Istana Jiwa, Karya Penyintas Putu Oka Sukanta tentang Kudeta 1965
JAKARTA, SATUHARAPAN.COM - Penulis buku dan penyair Dewi Nova Wahyuni mengemukakan novel sejarah ‘Istana Jiwa’ karya penyintas ’65 Putu Oka Sukanta mengulas ragam pandangan peristiwa 1965-1966 dari aspek geo-politik.
“Novel Istana Jiwa karya Putu Oka Sukanta mengambarkan situasi menjelang, saat, dan sesudah berlangsungnya kudeta 1965. Situasi itu kemudian lebih subtil lagi dituturkan melalaui tokoh-tokoh perempuan seperti Maria atau Ria, aktivis Consentrasi Gerakan Mahasiwa Indonesia (CGMI) dan anak dari Bung Rampi, anggota parlemen dan penulis Koran Harian Ekonomi berhaluan kiri,” kata Dewi Nova Wahyuni dalam diskusi novel sejarah ‘Istana Jiwa, Langkah Perempuan di Celah Aniaya’ di Indonesia untuk Kemanusiaan (IKa) Jakarta pada pekan lalu.
Selain mengisahkan konflik antara Himpunan Mahasiswa Islam (HMI) dan CGMI, Dewi Nova Wahyuni juga menyebutkan novel itu dilatari tokoh Maria yang saat itu akan merayakan hari lahir Partai Komunis Indonesia pada 23 Mei.

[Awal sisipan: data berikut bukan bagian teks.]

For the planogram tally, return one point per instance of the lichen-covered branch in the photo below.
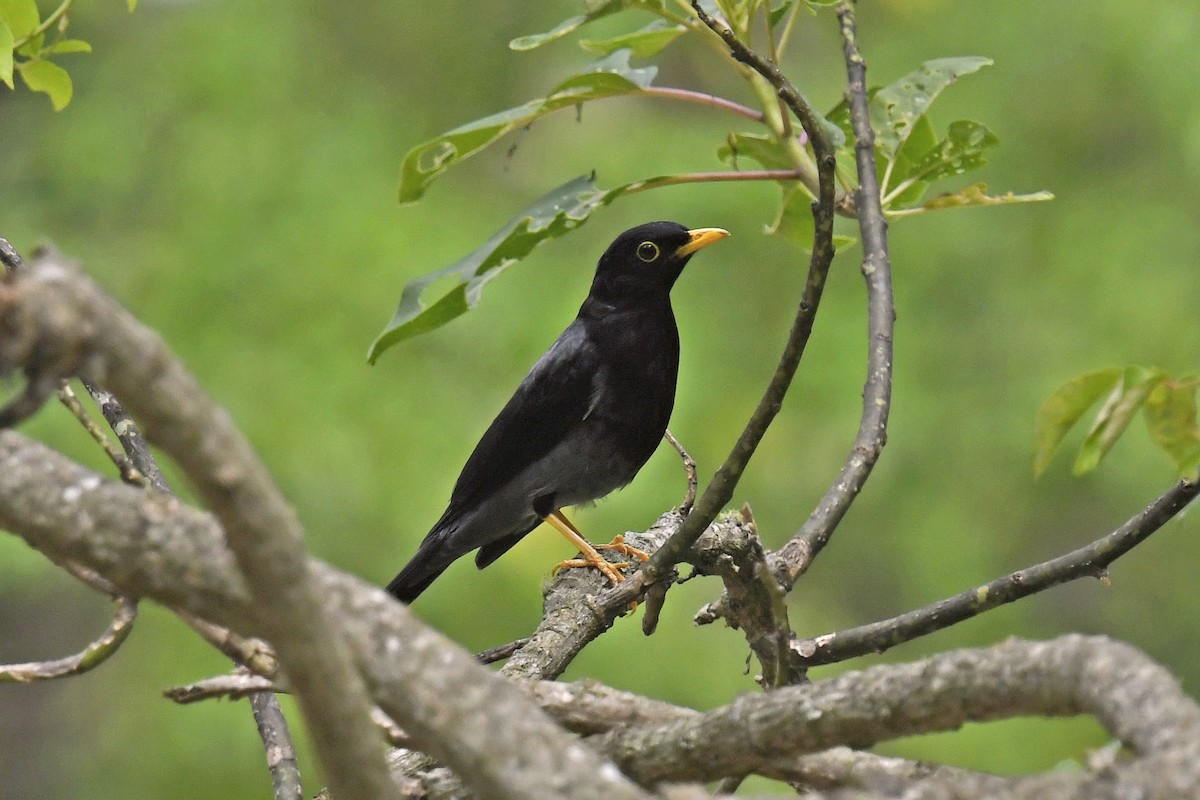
(154, 546)
(797, 554)
(1083, 563)
(55, 324)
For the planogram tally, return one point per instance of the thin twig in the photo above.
(703, 98)
(234, 686)
(126, 429)
(720, 488)
(1083, 563)
(246, 651)
(9, 256)
(796, 555)
(281, 753)
(501, 653)
(90, 657)
(689, 465)
(130, 474)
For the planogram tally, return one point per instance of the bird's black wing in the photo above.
(555, 396)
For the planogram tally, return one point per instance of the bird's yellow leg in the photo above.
(618, 543)
(591, 557)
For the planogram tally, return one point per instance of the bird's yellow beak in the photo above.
(701, 238)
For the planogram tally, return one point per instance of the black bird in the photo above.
(583, 421)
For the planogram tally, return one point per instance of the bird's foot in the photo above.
(618, 543)
(595, 560)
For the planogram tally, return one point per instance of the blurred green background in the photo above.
(228, 170)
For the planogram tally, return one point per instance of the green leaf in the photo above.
(795, 221)
(48, 77)
(897, 107)
(69, 46)
(6, 54)
(921, 140)
(593, 10)
(1170, 413)
(977, 194)
(762, 149)
(1063, 409)
(643, 43)
(1137, 384)
(777, 12)
(21, 17)
(606, 78)
(961, 150)
(555, 214)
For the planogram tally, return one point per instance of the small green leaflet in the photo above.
(552, 215)
(1170, 414)
(1115, 415)
(643, 43)
(48, 77)
(760, 148)
(609, 77)
(963, 150)
(21, 17)
(1168, 404)
(593, 10)
(6, 42)
(1065, 408)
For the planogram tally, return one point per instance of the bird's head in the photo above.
(647, 259)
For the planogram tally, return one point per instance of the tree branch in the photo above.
(154, 546)
(1083, 563)
(58, 324)
(793, 559)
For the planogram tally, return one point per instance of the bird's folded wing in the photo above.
(556, 395)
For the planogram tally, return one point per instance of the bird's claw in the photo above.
(607, 567)
(618, 543)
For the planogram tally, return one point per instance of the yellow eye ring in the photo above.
(647, 251)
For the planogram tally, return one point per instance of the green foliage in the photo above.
(606, 78)
(23, 32)
(1168, 404)
(912, 156)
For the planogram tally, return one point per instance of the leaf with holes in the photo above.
(593, 10)
(1128, 396)
(609, 77)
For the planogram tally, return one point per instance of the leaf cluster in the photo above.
(1168, 405)
(29, 44)
(913, 157)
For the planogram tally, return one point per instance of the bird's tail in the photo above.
(431, 560)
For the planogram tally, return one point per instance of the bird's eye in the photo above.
(647, 251)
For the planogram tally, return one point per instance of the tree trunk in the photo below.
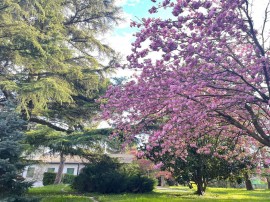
(59, 175)
(248, 182)
(268, 182)
(200, 188)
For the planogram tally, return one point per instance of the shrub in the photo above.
(140, 184)
(68, 178)
(109, 176)
(48, 178)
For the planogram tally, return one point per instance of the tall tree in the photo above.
(12, 185)
(52, 61)
(210, 73)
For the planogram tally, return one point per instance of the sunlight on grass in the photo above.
(51, 189)
(63, 193)
(69, 198)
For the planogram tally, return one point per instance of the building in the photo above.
(73, 166)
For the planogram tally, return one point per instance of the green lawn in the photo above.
(58, 193)
(63, 193)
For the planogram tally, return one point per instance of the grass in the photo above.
(57, 193)
(63, 193)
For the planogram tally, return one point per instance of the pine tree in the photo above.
(52, 61)
(12, 184)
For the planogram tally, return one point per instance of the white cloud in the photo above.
(126, 2)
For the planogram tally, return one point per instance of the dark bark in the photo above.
(248, 182)
(200, 182)
(268, 182)
(59, 175)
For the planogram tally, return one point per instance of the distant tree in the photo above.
(12, 184)
(63, 144)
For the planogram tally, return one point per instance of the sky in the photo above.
(121, 38)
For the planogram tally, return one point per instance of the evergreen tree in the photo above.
(51, 59)
(12, 184)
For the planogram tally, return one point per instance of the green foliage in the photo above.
(51, 57)
(12, 184)
(48, 178)
(107, 175)
(140, 184)
(63, 193)
(68, 179)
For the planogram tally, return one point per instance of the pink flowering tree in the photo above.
(203, 70)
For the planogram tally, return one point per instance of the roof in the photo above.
(47, 158)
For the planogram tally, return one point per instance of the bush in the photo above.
(140, 184)
(109, 176)
(68, 178)
(48, 178)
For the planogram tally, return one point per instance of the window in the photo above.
(70, 171)
(50, 170)
(30, 172)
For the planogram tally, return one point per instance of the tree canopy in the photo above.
(52, 58)
(12, 185)
(210, 75)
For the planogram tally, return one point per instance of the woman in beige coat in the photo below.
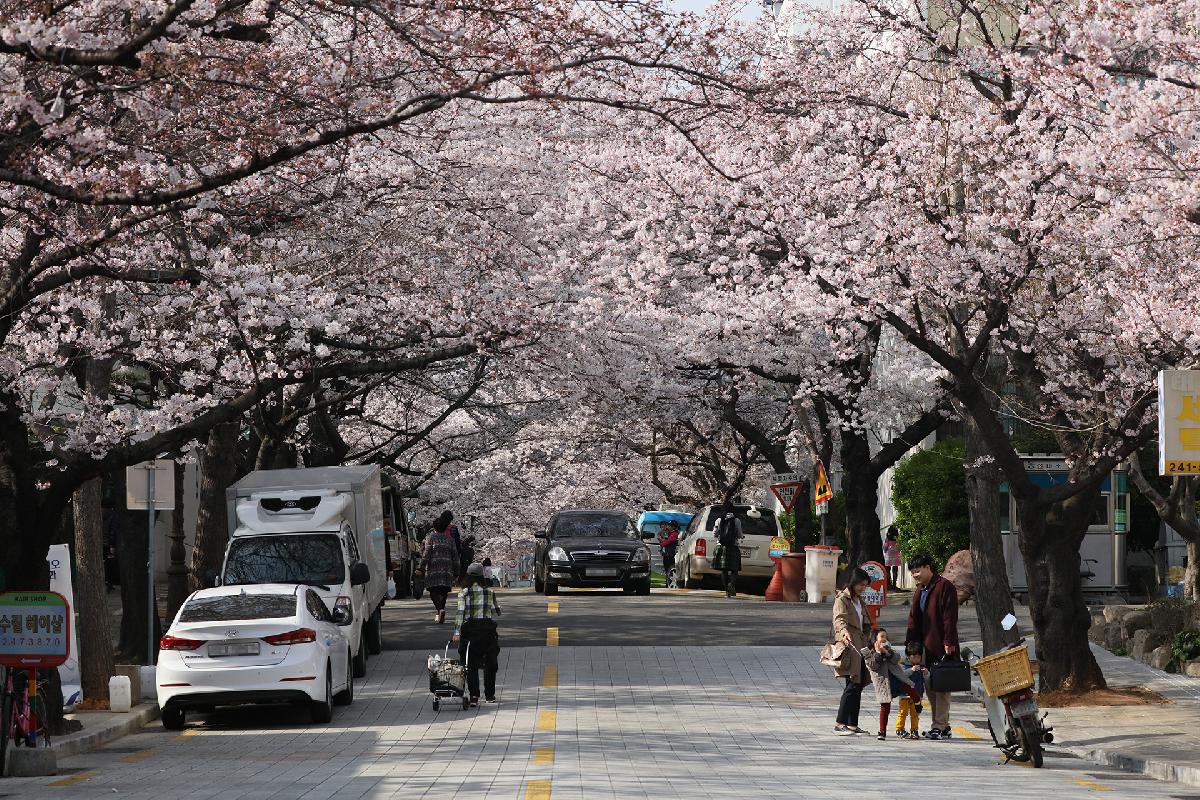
(850, 626)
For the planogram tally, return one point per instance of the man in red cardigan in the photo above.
(934, 621)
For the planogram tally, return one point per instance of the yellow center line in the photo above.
(538, 791)
(1093, 786)
(966, 734)
(75, 779)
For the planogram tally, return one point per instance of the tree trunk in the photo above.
(1192, 575)
(1050, 540)
(859, 486)
(994, 597)
(177, 565)
(91, 605)
(219, 469)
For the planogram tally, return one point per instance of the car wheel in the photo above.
(347, 696)
(373, 632)
(360, 661)
(173, 719)
(323, 710)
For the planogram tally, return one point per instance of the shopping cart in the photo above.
(448, 678)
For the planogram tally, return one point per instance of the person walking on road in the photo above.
(439, 564)
(669, 543)
(934, 621)
(729, 535)
(479, 644)
(850, 619)
(892, 559)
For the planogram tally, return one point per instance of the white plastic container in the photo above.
(820, 571)
(120, 695)
(149, 691)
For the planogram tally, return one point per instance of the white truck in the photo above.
(322, 527)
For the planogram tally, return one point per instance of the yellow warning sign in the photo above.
(823, 491)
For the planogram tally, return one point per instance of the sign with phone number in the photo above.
(35, 629)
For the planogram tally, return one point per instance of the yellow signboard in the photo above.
(1179, 422)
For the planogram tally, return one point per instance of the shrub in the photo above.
(930, 497)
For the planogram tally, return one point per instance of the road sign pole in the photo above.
(150, 605)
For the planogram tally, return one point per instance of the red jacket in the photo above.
(939, 624)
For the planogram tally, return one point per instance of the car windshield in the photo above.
(761, 525)
(581, 525)
(235, 607)
(307, 558)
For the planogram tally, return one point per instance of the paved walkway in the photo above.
(575, 723)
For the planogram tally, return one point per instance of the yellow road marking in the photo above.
(75, 779)
(1093, 786)
(966, 734)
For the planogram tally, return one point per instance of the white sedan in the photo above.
(267, 643)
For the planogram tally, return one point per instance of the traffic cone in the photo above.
(775, 588)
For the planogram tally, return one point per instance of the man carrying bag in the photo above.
(934, 621)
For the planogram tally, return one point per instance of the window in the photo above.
(305, 558)
(227, 608)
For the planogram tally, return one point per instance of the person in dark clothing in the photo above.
(934, 623)
(729, 535)
(479, 643)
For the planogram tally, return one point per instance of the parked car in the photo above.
(694, 567)
(591, 547)
(268, 643)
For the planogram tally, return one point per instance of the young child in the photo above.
(885, 663)
(910, 707)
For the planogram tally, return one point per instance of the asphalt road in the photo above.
(664, 619)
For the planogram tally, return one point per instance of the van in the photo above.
(321, 527)
(694, 567)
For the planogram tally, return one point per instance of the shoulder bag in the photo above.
(951, 674)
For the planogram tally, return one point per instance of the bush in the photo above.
(930, 495)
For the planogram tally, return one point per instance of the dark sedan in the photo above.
(592, 547)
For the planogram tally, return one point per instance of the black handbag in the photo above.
(952, 674)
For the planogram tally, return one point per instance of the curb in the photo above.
(85, 740)
(1150, 768)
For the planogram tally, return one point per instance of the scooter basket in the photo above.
(1005, 672)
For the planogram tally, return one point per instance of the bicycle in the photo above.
(22, 713)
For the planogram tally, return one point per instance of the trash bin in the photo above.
(791, 575)
(821, 571)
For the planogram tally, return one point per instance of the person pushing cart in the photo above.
(475, 631)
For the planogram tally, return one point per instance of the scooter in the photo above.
(1013, 719)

Partai yang diyakini membawa jalan perubahan terbaik, tetapi kemudian mudah ditelikung dan dibumihanguskan. Bulan Mei pun menjadi bulan penuh kesakitan, kekecewaan, sekaligus penanda perempuan ketika terjadi perampasan di dalam keluarga, partai, masyarakat dan negaranya saat kudeta 1965 terjadi.
Endriani dari IKa menyebutkan acara diskusi ini novel sejarah ‘Istana Jiwa’ ini merupakan bagian dari rangkaian kegiatan Terus Melangkah 75 tahun Putu Oka Sukanta pada Agustus mendatang.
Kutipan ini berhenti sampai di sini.